ROANOKE TIMES

                         Roanoke Times
                 Copyright (c) 1995, Landmark Communications, Inc.

DATE: WEDNESDAY, August 9, 1995                   TAG: 9508090086
SECTION: BUSINESS                    PAGE: B-7   EDITION: METRO 
SOURCE: Associated Press
DATELINE: WASHINGTON                                LENGTH: Medium


U.S. PRODUCTIVITY RISES

Productivity in the American workplace increased at a 3 percent rate in April-June.

The Labor Department said Tuesday that seasonally adjusted nonfarm productivity gains in the second quarter improved on the revised 2.5 percent rate in the first three months, although it trailed the 4.3 percent gain in the fourth quarter of 1994.

``This is a very impressive performance for the quarter just ending,'' contended economist Stephen S. Roach of Morgan Stanley & Co. ``It continues to reflect the broad-based restructuring and re-engineering in the manufacturing and service industries.''

Roach noted that productivity gains were limited to about 1 percent during the 1970s and 1980s.

Productivity is defined as output per number of hours worked. It is a key measure of the nation's living standard and business competitiveness because increases mean companies are making their goods more efficiently and at lower costs.

But while workplace efficiency improved, workers themselves were not fully sharing in the gains.

Hourly compensation, when adjusted for inflation, advanced 0.2 percent, much slower than the 1 percent gain three months earlier. It was the smallest increase since compensation fell 0.8 percent in the third quarter of 1994.

Unit labor costs, a measure of inflation since they typically represent two-thirds of the cost of a product, edged up just 0.6 percent, much less than the 1.6 percent gain in the January-March period.

It was the smallest increase since costs fell 0.4 percent from October through December.

Output rose 0.6 percent in the second quarter, down from a revised 4.5 percent in the first. The January-March output was estimated earlier to have shot up 4.7 percent.

But total hours worked fell 2.4 percent, the largest drop since a 3.4 percent decline in the second quarter of 1980. Hours worked had risen 2 percent in the first quarter.

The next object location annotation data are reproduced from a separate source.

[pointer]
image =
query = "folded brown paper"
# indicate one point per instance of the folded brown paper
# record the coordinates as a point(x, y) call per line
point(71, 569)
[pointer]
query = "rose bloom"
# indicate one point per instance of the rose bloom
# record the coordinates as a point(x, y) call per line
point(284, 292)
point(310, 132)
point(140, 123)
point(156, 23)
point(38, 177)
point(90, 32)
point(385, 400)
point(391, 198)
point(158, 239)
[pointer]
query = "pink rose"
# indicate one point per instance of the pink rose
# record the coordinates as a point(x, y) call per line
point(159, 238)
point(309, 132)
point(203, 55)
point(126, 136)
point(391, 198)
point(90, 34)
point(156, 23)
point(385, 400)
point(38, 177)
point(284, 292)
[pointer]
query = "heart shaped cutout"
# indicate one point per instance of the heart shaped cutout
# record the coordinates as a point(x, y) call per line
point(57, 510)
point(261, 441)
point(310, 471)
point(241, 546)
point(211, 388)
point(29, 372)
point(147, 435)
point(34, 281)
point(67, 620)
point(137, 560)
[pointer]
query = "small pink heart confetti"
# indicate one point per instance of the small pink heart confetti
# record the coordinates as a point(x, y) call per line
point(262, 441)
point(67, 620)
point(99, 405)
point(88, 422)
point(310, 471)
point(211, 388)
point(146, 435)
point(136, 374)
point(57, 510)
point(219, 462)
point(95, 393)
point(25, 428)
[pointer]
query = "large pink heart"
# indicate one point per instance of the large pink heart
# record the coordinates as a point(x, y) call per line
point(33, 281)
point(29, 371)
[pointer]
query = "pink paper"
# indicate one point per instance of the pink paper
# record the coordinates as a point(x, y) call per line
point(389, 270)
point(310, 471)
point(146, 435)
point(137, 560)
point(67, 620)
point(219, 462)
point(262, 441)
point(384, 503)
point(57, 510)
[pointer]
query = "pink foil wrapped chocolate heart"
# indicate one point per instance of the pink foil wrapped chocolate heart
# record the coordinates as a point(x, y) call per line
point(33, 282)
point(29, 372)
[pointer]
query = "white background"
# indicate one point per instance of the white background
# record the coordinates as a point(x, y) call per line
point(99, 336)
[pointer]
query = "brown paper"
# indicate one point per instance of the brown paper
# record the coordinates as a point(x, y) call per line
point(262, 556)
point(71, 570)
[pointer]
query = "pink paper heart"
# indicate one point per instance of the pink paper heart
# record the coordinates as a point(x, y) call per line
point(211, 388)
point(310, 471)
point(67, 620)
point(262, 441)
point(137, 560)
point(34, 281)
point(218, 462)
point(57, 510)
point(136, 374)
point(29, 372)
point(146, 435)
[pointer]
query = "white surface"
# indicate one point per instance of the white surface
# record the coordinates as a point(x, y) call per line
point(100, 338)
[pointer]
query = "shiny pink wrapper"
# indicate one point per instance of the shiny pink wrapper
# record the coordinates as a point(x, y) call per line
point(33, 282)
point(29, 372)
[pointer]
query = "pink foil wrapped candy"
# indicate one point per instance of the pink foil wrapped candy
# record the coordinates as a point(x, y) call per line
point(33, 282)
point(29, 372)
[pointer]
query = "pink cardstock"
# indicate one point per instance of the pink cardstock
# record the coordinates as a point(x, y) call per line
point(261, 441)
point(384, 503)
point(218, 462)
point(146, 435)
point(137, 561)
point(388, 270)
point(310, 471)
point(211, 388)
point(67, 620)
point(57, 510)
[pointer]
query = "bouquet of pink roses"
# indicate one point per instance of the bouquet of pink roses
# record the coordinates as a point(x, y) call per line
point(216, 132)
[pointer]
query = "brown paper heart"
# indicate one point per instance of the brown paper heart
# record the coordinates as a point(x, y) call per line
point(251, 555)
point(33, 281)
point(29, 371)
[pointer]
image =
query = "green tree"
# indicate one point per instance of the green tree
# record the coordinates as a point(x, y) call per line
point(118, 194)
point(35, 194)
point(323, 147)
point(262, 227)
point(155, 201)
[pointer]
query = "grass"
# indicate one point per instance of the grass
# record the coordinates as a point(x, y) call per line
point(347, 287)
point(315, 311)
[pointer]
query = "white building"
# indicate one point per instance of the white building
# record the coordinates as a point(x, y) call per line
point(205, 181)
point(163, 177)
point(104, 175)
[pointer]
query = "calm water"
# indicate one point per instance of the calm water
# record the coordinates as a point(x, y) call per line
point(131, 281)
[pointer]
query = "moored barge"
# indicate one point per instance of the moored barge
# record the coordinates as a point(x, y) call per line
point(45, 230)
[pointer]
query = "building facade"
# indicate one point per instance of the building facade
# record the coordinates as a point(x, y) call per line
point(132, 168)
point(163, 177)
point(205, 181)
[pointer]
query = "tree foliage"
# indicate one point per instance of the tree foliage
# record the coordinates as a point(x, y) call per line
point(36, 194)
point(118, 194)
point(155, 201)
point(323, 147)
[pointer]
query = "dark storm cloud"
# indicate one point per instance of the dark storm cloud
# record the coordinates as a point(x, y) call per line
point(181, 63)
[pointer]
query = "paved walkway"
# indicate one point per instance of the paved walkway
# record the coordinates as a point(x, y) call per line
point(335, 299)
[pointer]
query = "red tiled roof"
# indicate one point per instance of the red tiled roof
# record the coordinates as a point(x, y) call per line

Manufacturing productivity slowed to a 2.1 percent gain in the second quarter after rising 3.5 percent in the first three months. Manufacturing represents about 20 percent of the U.S. business sector.

Productivity in the durable goods industry inched up 0.5 percent, compared with a 4.4 percent jump three months earlier. Economist Gordon Richards of the National Association of Manufacturers attributed the slower pace to a slump in demand for long-lasting products such as cars.

Productivity among nondurable goods manufacturers, on the other hand, shot up 4.5 percent compared with a 2.1 percent gain in the first quarter.

``Manufacturing productivity should pick up rapidly by the fourth quarter, when the inventory correction will be over and exports should be adding to demand,'' Richards predicted.